Contra os cientistas que renegavam os fenômenos espíritas, Kardec lançou duas acusações: preconceito contra “coisas desconhecidas” e apego estreito à própria especialidade, sem considerar novas causas e novos efeitos:
O homem que tem uma especialidade nela incrusta todas as suas ideias. (...) Por isso consultarei de bom grado e com toda confiança um químico sobre uma análise química, um físico acerca de energia elétrica e um mecânico sobre a força motora; mas os doutos me queiram permitir (...) que eu dê tanta atenção à opinião negativa deles sobre o espiritismo quanto dou ao julgamento de um arquiteto sobre uma questão da música.
As primeiras reações indesejáveis vieram logo após a publicação do livro, e de onde o professor menos esperava: dos próprios colaboradores. Ao lançar sua obra — ou, melhor, a obra dos espíritos superiores —, Rivail não dera qualquer crédito às irmãs Caroline e Julie Baudin, a Ruth Japhet e a outros médiuns também consultados.
Ruth Japhet não se conformou. Pelas suas contas, três quartos do livro se deviam à sua mediunidade e a seus manuscritos, e a omissão a seu nome era, portanto, inadmissível. Em desabafo ao escritor russo Alexandre Aksakof, Ruth se queixaria de não ter ganho sequer um exemplar do livro e de não ter recebido seus manuscritos de volta quando os pediu ao professor.
Aksakof faria estas revelações em artigo publicado no jornal The Spiritualist Newspaper, em 1875. Rivail — morto seis anos antes — não pôde se defender, nem através de mensagens mediúnicas.
Dezoito anos depois da publicação de O livro dos espíritos, Ruth ainda estava inconformada com a falta de crédito e de consideração, mas em nenhum momento de sua entrevista renegou a comunicação com os espíritos nem a autenticidade das mensagens atribuídas ao além.

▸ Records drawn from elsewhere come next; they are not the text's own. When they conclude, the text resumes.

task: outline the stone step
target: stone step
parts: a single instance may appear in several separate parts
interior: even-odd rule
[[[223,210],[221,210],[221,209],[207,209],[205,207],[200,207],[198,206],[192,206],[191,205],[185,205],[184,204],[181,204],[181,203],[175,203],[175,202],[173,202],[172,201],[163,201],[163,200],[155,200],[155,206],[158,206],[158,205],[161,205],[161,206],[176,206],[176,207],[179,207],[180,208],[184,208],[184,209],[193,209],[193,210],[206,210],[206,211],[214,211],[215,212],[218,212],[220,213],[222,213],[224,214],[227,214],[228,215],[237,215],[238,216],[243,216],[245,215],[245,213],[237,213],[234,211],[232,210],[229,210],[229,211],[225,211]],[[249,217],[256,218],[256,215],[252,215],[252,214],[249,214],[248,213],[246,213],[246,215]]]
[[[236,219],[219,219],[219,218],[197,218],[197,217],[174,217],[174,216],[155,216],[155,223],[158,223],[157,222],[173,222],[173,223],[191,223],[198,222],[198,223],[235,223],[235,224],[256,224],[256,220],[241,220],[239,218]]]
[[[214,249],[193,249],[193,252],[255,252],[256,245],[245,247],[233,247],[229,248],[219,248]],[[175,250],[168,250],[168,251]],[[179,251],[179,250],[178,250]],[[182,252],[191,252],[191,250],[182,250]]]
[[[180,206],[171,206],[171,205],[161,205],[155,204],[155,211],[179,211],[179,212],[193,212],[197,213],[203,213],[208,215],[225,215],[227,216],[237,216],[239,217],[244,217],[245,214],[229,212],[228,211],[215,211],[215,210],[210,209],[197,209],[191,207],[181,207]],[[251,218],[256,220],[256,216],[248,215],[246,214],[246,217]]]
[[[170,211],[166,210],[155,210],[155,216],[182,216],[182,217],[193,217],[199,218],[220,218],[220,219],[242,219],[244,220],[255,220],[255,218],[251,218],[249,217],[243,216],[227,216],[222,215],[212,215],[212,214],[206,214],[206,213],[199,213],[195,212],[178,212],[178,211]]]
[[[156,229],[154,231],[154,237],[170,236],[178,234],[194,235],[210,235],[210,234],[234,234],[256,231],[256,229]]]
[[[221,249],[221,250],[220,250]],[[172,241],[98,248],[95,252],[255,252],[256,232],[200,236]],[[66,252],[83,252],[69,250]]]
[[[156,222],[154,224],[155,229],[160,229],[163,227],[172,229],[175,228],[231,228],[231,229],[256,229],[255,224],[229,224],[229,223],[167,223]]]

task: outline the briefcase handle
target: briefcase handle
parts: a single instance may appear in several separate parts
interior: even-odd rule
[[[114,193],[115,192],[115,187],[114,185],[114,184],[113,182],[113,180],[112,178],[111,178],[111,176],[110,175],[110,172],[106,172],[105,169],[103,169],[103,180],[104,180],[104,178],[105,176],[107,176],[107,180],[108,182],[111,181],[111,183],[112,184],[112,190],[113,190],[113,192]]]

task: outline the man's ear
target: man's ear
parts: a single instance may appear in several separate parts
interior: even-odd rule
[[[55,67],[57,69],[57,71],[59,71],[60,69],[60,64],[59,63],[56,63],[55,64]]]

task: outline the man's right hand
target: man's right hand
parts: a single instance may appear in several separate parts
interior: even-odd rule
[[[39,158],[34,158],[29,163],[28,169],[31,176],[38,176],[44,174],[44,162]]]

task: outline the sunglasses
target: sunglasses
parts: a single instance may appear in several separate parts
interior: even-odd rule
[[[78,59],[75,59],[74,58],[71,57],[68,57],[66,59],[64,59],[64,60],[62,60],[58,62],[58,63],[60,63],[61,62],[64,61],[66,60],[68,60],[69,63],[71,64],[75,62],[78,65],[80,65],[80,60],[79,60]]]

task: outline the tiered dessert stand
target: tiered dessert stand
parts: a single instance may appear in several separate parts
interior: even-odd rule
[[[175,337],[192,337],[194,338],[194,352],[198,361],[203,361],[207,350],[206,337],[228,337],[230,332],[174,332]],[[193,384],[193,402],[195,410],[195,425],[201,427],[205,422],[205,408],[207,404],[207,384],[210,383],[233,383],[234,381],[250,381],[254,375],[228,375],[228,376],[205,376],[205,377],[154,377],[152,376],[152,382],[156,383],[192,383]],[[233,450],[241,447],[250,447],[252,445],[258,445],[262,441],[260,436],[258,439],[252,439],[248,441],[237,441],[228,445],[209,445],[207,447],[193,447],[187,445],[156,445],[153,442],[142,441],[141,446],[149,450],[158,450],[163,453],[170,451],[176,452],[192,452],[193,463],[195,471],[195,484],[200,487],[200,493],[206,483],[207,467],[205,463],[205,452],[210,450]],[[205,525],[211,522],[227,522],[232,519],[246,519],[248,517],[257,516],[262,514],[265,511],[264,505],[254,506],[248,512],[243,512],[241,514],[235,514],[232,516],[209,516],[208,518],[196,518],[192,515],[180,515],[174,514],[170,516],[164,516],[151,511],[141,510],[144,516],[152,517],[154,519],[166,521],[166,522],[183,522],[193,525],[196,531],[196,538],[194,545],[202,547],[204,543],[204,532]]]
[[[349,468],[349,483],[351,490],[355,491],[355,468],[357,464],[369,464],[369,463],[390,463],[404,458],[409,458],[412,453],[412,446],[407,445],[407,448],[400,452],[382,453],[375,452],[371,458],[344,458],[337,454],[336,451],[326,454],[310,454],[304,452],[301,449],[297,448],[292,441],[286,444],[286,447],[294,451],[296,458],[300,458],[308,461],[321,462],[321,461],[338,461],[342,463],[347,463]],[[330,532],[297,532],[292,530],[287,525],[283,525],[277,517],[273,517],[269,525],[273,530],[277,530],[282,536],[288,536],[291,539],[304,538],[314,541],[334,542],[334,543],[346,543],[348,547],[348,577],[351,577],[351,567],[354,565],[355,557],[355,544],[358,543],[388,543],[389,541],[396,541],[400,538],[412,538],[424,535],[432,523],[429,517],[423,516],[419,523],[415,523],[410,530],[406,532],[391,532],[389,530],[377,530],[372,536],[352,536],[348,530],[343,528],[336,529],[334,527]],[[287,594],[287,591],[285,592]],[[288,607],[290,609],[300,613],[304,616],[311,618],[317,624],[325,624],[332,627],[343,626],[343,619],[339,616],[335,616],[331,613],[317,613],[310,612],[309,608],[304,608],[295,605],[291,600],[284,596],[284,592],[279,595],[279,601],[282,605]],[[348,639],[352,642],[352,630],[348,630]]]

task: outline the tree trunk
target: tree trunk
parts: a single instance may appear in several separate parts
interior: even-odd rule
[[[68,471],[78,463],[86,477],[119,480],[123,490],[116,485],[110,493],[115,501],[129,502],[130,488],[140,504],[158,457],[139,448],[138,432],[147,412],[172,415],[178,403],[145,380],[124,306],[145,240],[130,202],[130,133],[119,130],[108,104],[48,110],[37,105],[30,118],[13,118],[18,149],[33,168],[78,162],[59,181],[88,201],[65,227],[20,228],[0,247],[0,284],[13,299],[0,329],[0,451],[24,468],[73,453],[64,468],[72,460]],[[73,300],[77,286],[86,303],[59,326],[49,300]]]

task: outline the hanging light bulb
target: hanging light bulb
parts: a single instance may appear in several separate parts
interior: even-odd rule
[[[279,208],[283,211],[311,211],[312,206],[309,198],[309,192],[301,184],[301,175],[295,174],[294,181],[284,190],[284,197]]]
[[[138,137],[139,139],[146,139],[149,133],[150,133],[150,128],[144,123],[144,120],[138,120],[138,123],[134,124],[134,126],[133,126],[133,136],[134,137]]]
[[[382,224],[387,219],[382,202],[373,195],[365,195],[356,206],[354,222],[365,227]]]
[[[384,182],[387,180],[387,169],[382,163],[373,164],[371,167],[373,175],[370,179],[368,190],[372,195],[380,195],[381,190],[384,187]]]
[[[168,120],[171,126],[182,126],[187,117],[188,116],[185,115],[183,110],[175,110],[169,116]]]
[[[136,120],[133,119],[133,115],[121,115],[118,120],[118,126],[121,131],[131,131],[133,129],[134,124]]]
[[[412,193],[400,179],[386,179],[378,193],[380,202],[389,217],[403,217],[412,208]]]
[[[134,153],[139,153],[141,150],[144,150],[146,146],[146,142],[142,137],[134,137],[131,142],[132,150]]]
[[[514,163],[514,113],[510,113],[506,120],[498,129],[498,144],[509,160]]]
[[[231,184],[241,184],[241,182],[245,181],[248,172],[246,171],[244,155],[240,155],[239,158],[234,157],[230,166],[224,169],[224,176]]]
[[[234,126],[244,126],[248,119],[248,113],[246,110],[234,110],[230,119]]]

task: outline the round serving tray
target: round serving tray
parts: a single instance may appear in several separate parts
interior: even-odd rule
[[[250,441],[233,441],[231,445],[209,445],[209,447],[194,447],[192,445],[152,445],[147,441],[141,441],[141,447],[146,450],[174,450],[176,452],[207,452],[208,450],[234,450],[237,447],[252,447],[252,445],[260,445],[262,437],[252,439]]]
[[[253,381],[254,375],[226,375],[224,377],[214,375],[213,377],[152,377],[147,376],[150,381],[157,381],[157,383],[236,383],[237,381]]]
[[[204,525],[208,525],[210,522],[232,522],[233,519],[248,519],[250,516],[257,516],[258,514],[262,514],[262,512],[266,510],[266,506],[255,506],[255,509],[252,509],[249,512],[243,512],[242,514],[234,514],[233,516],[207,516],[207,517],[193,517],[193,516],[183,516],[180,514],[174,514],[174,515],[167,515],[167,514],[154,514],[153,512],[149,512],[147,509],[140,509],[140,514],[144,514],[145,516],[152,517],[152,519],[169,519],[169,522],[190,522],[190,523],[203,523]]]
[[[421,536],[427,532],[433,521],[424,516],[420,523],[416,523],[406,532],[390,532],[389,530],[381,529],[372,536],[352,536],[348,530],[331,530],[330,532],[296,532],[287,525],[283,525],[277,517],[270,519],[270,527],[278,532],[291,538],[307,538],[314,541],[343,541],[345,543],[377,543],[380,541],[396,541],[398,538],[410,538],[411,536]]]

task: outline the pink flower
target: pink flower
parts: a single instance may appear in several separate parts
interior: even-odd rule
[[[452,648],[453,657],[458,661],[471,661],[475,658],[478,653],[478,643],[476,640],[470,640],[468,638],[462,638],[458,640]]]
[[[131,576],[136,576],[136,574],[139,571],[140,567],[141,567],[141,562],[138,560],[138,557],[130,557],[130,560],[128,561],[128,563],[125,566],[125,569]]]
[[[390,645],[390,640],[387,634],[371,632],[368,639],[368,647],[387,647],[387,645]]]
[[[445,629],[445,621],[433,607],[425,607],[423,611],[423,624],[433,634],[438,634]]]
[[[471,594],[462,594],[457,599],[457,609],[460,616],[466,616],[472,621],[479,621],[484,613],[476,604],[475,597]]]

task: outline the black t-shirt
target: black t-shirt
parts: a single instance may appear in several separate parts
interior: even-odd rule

Aos amigos e colaboradores mais próximos, Rivail dera a seguinte explicação para a omissão dos nomes das médiuns no livro: queria preservar a identidade delas para poupá-las de exposição desnecessária. Além disso, a autoria da obra deveria ser atribuída aos espíritos e não aos intermediários — até mesmo para evitar riscos, como a vaidade e o orgulho, daninhos a quem se propusesse a servir de canal desinteressado com o além.
A julgar por uma das mensagens dos espíritos a Allan Kardec, impressa na primeira edição do livro — e também suprimida da segunda —, a relação do professor com o invisível ia bem além das intermediações de Ruth e assumia contornos um tanto invasivos:
— Estaremos contigo todas as vezes que o pedires e tu estarás também às nossas ordens sempre que te convocarmos.
Em anotações pessoais — reveladas após sua morte, em Obras póstumas —, Rivail daria novos detalhes sobre esta parceria com o outro mundo:
Mais de dez médiuns prestaram concurso a esse trabalho. Da comparação e da fusão de todas as respostas, coordenadas, classificadas e muitas vezes retocadas no silêncio da meditação, foi que elaborei a primeira edição de O livro dos espíritos.
Ao ser ignorada, desprezada ou simplesmente preservada por Rivail, Ruth Japhet talvez tenha se livrado dos riscos enfrentados por suas colegas americanas mais famosas: as irmãs Fox, consideradas por muitos as “precursoras do espiritualismo moderno”. A celebridade custou caro para elas.